Panel: Top-level support crucial for security
- By Michael Arnone
- Oct 11, 2005
Well-informed, proactive oversight by senior management is crucial for organizations to effectively prevent cyberattacks, a panel of cybersecurity experts said yesterday.
“The best [vulnerability] management technique is top-level buy-in,” said Michael Wiser, vice president of product development at Citadel Security Software, speaking at a conference the company sponsored in Washington, D.C.
Executive support is especially important in larger organizations, Wiser said, which have more division and tension between senior management and information technology divisions.
Tracking all attacks and their costs can help IT personnel justify funding for more resources, Wiser said.

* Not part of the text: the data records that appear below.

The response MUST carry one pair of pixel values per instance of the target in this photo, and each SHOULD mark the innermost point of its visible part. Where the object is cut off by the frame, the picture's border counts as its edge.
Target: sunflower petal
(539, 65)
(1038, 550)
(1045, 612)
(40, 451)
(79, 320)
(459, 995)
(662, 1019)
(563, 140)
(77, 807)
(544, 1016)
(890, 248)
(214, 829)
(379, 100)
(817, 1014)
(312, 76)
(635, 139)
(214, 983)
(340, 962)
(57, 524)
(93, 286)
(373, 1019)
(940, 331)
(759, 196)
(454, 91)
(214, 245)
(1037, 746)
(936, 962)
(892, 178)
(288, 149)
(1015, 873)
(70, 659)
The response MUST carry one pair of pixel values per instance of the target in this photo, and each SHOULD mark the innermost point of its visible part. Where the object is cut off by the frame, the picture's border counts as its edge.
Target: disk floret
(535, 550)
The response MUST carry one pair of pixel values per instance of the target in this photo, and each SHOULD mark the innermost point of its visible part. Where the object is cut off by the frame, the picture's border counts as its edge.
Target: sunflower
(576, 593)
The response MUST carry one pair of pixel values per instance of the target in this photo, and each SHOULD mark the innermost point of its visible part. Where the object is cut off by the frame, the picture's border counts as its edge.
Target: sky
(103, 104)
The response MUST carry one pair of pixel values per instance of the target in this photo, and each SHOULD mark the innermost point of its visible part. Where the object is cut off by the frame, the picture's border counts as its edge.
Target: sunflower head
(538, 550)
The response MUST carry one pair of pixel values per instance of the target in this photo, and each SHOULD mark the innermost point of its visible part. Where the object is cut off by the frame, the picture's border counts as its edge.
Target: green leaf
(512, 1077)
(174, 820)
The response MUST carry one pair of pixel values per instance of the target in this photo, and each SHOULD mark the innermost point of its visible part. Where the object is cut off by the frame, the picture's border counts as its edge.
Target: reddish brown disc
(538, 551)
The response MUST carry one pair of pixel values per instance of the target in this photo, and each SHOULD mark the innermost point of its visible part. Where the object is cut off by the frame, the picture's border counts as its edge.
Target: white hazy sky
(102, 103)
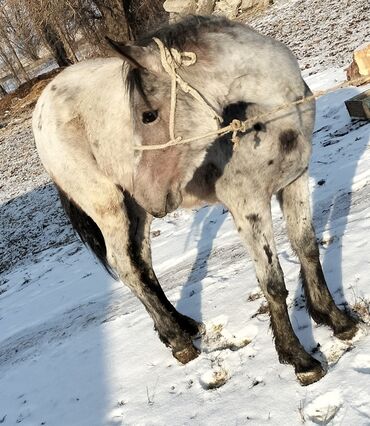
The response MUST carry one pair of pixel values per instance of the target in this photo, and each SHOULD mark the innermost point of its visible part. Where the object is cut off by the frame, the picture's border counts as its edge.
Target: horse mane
(177, 35)
(187, 31)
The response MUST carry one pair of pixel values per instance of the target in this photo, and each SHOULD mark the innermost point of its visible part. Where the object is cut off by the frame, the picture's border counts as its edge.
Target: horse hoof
(311, 376)
(186, 355)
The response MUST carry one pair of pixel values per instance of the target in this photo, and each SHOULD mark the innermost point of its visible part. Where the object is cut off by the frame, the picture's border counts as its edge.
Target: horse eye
(149, 116)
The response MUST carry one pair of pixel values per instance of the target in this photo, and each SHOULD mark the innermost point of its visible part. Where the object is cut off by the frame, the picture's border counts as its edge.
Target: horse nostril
(173, 200)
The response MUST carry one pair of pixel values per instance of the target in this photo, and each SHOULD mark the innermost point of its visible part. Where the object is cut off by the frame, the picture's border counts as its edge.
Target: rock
(360, 66)
(181, 7)
(228, 8)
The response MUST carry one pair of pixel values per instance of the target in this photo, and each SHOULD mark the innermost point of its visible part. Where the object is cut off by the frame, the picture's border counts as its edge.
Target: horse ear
(137, 56)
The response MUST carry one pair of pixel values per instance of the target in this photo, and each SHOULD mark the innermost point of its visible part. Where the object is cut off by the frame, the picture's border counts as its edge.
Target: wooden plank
(359, 106)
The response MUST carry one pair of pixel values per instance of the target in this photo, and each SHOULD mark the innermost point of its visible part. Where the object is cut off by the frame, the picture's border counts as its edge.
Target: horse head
(160, 175)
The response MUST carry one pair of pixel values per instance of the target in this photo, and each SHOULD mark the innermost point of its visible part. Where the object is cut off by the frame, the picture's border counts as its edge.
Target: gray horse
(89, 119)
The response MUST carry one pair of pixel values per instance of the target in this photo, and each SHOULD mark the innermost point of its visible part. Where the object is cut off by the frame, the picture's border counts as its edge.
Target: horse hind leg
(254, 223)
(294, 200)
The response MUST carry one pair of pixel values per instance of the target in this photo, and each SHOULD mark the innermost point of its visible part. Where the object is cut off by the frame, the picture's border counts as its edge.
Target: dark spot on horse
(253, 218)
(258, 127)
(255, 221)
(268, 253)
(288, 140)
(86, 228)
(71, 98)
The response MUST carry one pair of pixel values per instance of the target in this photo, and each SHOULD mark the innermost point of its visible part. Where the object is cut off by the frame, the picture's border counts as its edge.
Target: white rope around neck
(172, 59)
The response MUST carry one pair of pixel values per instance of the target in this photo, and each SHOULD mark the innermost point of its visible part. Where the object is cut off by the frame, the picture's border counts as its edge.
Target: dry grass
(25, 96)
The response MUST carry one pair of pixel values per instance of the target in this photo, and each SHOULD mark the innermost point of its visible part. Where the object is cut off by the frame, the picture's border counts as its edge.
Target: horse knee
(276, 290)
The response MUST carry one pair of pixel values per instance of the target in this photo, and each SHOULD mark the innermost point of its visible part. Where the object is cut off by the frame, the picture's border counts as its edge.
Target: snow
(78, 349)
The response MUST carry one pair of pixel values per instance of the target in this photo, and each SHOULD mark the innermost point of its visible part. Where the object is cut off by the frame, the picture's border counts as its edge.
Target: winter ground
(78, 349)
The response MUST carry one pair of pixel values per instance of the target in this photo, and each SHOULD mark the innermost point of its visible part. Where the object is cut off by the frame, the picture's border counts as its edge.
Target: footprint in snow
(335, 349)
(323, 408)
(217, 337)
(214, 378)
(362, 363)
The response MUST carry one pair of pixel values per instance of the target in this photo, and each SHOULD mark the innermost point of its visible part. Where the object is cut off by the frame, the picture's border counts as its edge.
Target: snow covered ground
(76, 348)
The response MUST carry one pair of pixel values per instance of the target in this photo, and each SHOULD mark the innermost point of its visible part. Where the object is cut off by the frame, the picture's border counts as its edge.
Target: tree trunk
(114, 19)
(56, 45)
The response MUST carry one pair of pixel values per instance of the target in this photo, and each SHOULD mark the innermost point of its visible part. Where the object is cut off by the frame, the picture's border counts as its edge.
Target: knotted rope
(172, 59)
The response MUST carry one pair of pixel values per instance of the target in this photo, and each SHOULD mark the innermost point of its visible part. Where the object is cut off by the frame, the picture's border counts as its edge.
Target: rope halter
(172, 60)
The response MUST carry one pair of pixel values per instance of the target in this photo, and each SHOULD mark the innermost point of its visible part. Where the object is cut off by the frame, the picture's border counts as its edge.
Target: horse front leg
(140, 255)
(128, 250)
(294, 200)
(254, 224)
(125, 229)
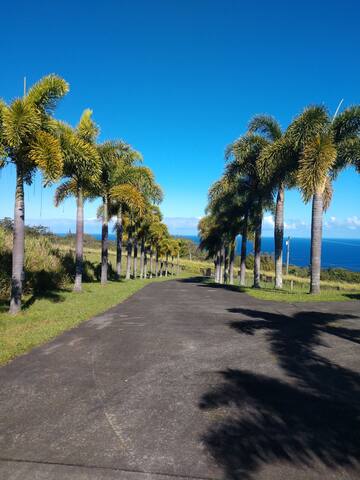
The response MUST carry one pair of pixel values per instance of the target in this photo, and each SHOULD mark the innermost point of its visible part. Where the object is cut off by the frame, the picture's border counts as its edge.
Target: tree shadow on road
(311, 416)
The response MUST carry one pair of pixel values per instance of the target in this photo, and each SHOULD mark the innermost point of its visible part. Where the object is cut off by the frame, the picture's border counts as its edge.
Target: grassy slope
(59, 311)
(269, 293)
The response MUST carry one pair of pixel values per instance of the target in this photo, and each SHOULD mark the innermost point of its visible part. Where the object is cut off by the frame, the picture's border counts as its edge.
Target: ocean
(336, 252)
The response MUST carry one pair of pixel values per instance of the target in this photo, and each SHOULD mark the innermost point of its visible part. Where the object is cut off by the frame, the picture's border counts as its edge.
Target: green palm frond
(265, 125)
(87, 129)
(317, 158)
(348, 153)
(327, 194)
(46, 93)
(128, 195)
(46, 153)
(313, 121)
(81, 158)
(277, 161)
(65, 190)
(20, 122)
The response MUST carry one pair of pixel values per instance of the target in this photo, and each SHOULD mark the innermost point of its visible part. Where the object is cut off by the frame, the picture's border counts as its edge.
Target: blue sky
(179, 80)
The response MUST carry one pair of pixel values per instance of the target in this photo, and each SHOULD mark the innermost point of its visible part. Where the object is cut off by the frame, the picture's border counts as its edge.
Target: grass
(43, 318)
(301, 295)
(300, 292)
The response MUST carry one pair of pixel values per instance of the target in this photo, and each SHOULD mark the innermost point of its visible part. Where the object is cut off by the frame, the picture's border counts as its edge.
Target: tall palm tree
(276, 164)
(133, 203)
(158, 231)
(114, 159)
(29, 141)
(123, 174)
(245, 153)
(82, 170)
(324, 145)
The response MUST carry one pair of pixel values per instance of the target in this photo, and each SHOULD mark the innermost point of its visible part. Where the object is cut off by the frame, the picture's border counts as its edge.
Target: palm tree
(132, 203)
(114, 159)
(324, 145)
(245, 153)
(123, 175)
(158, 231)
(29, 141)
(82, 170)
(276, 165)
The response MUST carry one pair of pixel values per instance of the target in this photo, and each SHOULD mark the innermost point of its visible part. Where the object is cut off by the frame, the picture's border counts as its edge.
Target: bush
(267, 262)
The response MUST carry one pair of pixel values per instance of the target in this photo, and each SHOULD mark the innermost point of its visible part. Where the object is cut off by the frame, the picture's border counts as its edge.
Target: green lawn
(298, 294)
(269, 293)
(46, 317)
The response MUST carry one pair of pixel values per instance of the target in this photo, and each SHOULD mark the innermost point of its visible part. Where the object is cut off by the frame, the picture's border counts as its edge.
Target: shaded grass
(298, 294)
(46, 316)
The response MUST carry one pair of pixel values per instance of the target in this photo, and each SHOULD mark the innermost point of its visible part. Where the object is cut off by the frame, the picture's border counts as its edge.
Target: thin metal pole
(287, 255)
(337, 110)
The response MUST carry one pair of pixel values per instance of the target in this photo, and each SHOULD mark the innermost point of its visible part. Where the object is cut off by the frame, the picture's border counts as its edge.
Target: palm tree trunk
(243, 254)
(257, 252)
(279, 236)
(18, 244)
(217, 267)
(79, 240)
(119, 234)
(142, 258)
(157, 264)
(145, 264)
(151, 261)
(232, 260)
(226, 263)
(221, 271)
(316, 237)
(128, 257)
(104, 241)
(135, 258)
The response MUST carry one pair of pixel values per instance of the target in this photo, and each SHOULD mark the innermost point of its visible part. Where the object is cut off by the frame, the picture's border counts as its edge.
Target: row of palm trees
(260, 166)
(32, 139)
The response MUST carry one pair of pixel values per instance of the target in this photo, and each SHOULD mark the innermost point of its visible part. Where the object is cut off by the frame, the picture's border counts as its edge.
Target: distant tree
(82, 168)
(28, 140)
(324, 145)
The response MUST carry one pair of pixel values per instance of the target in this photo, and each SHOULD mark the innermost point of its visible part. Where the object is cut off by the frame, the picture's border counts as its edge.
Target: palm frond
(20, 122)
(46, 93)
(327, 194)
(313, 121)
(265, 125)
(317, 158)
(87, 129)
(46, 153)
(65, 190)
(128, 195)
(348, 153)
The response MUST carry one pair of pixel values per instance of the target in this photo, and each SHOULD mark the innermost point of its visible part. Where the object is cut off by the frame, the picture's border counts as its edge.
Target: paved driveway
(185, 380)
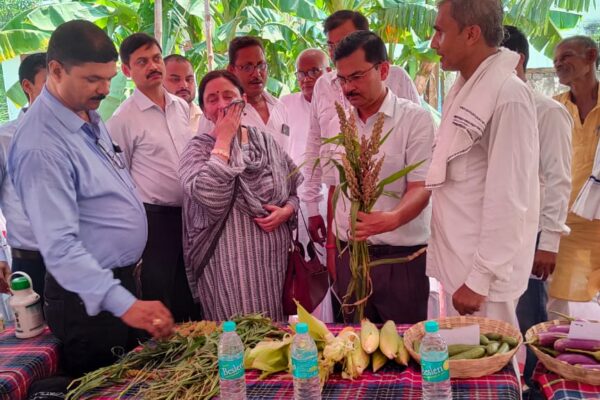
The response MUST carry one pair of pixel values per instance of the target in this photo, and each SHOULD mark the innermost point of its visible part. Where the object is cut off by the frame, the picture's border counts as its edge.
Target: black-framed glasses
(355, 76)
(111, 155)
(249, 68)
(311, 73)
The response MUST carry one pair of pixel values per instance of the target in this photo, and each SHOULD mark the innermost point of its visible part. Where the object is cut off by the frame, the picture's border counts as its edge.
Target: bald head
(310, 65)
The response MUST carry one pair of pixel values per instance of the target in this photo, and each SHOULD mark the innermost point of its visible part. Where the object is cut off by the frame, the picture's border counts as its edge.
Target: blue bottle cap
(229, 326)
(301, 328)
(431, 326)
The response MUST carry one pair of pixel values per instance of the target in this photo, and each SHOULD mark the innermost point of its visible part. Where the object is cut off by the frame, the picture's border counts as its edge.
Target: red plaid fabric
(556, 388)
(23, 361)
(391, 382)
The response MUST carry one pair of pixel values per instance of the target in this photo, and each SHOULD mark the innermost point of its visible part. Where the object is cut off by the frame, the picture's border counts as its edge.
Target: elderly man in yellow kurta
(577, 274)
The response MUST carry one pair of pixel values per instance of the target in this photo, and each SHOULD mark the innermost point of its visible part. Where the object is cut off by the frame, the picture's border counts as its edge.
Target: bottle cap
(19, 283)
(301, 328)
(229, 326)
(431, 326)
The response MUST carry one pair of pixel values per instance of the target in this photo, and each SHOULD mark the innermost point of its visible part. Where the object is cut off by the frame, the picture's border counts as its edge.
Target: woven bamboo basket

Top management must look at trend analysis and make their security efforts more proactive, direct and actionable, said Mitchell Rambler, vice president and general manager of military operations at BAE Systems IT.
Organizations must have systematic, automated vulnerability-management tools and ways to quickly quarantine attacks, Rambler said. More importantly, executives must write effective policies and empower people to enforce them, he said.
Corporate governance must ensure that an organization’s IT assets are protected and don’t just meet regulatory minimums, Wiser said.
A lot of attacks occur because of improperly configured devices, Wiser said. Patching covers only 25 percent of security regulations, and the number of cyberattacks is increasing, he said.
“This is a key factor in vulnerability management: The bad guys are getting better,” Wiser said.
Organizations have to integrate security and privacy into their risk-mitigation operations, said Robert Dix, Citadel’s vice president of government affairs and corporate development.
Requiring that devices comply with network security policies before they can access the network is a good first step, Dix said. Demonstrating that their systems are secure will be a significant business driver for all companies, he said.
Executives still don’t understand technology, Wiser said. They want a report stating that their staff have vanquished vulnerabilities -- or even better, that the organization was never vulnerable at all, Wiser said.
A lot of companies used to hide behind the “security through obscurity” mantra, said Lawrence Orans, research director of communications enterprise solutions at Gartner. Now people realize they can lose their jobs – and their lives – because of a breach, he said.
Government mandates and regulations are pushing more organizations to take cybersecurity seriously, but many companies still “have to be hit by a two-by-four before [they] react,” said Steven Solomon, Citadel’s chairman and chief executive officer.